INTERPOL Chief’s visit to Marshall Islands highlights country’s role in regional security
Combating maritime piracy focus of visit
MAJURO, Marshall Islands – INTERPOL Secretary General Ronald K. Noble has travelled to the Marshall Islands to meet with President Christopher Loeak and members of his Cabinet, as well as with senior law enforcement and government officials in a bid to understand the unique needs of police in this island country located in the Pacific Ocean.
During Mr Noble’s first mission to the Marshall Islands, the INTERPOL Chief met with President Loeak and his entire Cabinet to discuss a variety of security challenges facing the country. In addition, Mr Noble discussed issues relating to INTERPOL’s National Central Bureau (NCB) in Majuro with Minister of Justice, Rien Morris and Police Commissioner and Head of NCB, George Lanwi.

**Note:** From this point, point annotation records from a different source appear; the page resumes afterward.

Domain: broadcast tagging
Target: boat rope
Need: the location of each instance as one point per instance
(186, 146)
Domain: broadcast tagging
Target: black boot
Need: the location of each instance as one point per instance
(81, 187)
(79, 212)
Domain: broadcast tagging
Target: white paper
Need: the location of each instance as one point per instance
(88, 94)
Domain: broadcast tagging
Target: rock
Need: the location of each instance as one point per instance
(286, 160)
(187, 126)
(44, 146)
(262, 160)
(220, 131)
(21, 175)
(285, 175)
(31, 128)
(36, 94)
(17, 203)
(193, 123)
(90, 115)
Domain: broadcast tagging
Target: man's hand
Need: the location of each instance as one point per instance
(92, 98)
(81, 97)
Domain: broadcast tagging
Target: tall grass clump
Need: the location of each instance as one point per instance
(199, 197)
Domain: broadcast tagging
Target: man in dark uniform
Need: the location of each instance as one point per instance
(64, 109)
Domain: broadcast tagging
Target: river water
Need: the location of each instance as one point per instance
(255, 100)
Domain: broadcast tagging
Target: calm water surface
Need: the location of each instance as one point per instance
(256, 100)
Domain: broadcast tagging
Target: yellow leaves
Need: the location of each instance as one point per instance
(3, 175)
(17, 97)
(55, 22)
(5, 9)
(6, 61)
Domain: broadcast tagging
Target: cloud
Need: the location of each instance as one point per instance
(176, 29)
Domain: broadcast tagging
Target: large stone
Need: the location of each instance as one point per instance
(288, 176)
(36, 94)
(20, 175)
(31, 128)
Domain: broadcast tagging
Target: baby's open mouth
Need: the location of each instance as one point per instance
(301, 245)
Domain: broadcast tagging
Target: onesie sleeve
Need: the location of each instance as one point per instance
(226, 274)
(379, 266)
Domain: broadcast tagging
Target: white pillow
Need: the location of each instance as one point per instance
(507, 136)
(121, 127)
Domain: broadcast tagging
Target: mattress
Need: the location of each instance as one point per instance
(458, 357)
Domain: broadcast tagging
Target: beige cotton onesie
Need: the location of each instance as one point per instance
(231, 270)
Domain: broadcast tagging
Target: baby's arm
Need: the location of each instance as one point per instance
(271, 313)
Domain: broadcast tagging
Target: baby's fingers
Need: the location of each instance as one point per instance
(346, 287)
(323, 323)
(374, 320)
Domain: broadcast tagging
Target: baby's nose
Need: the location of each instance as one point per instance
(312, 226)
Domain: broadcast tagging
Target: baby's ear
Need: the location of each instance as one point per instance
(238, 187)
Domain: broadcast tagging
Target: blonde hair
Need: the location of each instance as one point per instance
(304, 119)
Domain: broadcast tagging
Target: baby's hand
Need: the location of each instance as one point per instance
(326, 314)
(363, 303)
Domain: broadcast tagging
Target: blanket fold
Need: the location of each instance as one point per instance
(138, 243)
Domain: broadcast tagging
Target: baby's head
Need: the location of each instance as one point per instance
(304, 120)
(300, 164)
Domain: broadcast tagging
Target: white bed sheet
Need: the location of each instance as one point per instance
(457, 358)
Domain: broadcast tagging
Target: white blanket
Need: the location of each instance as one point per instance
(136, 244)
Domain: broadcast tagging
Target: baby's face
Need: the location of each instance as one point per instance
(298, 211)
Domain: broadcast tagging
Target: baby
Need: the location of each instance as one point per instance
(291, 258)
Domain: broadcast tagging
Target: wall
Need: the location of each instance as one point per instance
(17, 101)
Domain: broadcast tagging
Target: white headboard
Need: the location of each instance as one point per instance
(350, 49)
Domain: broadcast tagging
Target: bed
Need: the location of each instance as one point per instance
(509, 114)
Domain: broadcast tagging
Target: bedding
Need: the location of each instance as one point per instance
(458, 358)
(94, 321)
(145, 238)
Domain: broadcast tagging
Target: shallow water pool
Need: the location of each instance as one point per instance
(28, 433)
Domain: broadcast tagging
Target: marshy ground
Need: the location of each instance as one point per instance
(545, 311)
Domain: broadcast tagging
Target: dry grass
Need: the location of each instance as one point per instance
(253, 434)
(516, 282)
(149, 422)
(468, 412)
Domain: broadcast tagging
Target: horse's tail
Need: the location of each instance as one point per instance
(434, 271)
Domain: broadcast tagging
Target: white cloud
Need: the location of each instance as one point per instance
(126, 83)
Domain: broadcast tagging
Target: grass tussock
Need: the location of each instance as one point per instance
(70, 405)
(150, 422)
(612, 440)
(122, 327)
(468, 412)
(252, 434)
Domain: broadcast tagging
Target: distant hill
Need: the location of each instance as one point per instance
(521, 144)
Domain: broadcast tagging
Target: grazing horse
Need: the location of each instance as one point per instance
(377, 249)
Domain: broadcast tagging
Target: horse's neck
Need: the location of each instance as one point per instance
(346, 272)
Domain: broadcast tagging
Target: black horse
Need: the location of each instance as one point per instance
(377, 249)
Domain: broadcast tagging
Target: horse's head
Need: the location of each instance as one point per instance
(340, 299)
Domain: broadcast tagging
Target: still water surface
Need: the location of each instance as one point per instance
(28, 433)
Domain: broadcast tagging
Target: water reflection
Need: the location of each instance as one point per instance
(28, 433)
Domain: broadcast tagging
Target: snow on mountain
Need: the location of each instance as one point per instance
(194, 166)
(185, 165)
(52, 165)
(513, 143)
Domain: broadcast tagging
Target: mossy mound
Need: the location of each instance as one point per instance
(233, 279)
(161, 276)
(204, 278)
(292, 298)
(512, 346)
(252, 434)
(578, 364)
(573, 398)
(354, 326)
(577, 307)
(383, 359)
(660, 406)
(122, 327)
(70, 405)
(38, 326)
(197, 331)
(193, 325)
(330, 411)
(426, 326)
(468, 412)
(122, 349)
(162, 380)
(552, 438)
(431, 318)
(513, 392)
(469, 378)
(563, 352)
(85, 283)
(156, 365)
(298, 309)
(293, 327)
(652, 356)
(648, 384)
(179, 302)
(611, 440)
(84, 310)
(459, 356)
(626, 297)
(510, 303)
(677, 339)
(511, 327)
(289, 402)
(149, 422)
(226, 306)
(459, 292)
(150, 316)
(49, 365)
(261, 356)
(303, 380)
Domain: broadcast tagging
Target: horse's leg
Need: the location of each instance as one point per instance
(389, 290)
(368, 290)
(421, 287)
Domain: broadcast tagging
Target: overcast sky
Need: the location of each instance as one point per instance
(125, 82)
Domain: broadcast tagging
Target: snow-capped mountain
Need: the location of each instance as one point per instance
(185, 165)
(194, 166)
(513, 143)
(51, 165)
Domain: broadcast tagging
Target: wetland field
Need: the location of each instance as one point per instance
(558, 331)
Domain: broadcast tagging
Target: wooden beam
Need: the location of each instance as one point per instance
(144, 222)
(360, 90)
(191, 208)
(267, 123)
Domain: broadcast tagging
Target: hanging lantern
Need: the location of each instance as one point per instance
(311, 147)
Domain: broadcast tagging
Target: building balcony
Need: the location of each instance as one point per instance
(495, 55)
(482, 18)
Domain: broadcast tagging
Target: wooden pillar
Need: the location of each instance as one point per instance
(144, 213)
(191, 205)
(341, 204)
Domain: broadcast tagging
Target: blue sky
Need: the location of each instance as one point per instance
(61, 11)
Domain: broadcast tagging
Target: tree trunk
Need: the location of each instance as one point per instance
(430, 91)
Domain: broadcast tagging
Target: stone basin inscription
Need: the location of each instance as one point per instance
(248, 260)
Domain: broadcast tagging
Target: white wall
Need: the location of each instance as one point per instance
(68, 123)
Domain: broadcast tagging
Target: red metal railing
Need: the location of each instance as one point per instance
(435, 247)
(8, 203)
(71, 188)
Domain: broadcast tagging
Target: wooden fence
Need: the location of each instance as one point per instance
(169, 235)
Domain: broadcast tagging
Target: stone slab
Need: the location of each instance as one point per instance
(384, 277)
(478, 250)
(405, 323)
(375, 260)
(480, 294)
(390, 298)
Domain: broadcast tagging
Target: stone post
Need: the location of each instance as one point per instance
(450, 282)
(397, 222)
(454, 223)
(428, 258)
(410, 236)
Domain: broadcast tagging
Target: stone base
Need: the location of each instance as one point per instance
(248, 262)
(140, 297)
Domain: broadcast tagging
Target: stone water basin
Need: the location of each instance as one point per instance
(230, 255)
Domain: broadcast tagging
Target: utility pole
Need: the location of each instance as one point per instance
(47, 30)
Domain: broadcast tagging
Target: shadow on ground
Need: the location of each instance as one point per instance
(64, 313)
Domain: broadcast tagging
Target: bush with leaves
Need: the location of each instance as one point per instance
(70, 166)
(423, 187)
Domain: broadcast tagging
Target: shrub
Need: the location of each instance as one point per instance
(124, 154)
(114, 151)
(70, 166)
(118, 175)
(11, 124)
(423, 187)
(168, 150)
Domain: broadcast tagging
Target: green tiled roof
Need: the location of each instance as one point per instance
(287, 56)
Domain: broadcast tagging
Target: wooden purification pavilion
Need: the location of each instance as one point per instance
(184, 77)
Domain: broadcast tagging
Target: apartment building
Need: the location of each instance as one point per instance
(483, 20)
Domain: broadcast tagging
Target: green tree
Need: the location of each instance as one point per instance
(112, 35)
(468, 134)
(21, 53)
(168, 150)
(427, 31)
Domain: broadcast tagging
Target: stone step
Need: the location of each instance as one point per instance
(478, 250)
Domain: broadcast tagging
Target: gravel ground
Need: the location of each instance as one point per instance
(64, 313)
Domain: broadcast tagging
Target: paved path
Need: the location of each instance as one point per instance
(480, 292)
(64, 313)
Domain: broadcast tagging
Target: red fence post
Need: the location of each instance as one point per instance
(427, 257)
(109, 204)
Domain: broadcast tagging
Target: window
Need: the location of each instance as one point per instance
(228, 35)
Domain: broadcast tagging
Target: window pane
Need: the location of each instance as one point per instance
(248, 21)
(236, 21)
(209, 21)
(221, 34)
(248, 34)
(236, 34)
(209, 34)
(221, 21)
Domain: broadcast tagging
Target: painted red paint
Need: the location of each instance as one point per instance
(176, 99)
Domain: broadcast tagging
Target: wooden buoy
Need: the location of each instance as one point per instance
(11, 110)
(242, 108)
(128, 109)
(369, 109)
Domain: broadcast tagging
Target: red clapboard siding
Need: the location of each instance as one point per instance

With some 36 vessels sailing under the Marshall Islands flag hijacked by pirates in recent years, discussions focused on boosting law enforcement capabilities by ensuring police in the country have access to the most up-to-date tools and knowledge to tackle all forms of transnational crime.
“Challenges faced by police in the Marshall Islands and other countries in the region are significant. Increasing regional and international law enforcement cooperation through INTERPOL will offer much-needed support to our country’s police forces in the areas of capacity building and training,” said President Loeak.
"For this reason, the Marshall Islands has agreed to host an INTERPOL workshop dedicated to the challenges of investigating and prosecuting maritime piracy," concluded President Loeak.
Secretary General Noble applauded President Loeak and the determination of the Marshall Islands police to further engage in tackling the major crime issues facing the country, such as maritime piracy, and encouraged the country to make full use of the global tools and services offered by INTERPOL.
“Working under often challenging circumstances, police in the Marshall Islands are in need of support from INTERPOL, in addition to the strong support already received from important regional partners such as Australia, Japan, New Zealand and the US, in order to prevail in their efforts to turn back crime,” said the INTERPOL Chief.
“This marks the 185th INTERPOL member country I have visited as Secretary General, and brings me closer to meeting my commitment to travel to each and every one of our 190 member countries to see first-hand the needs of the world’s police. Only by doing so can one truly appreciate the important contribution INTERPOL can make to keeping the world safer for us all,” he concluded.
During the visit, the Marshall Islands officially recognized the INTERPOL Travel Document (ITD) and offered to grant a visa facilitation to its holders, making it the 73rd member country to recognize the ITD, which enables INTERPOL to provide faster support to countries requesting assistance.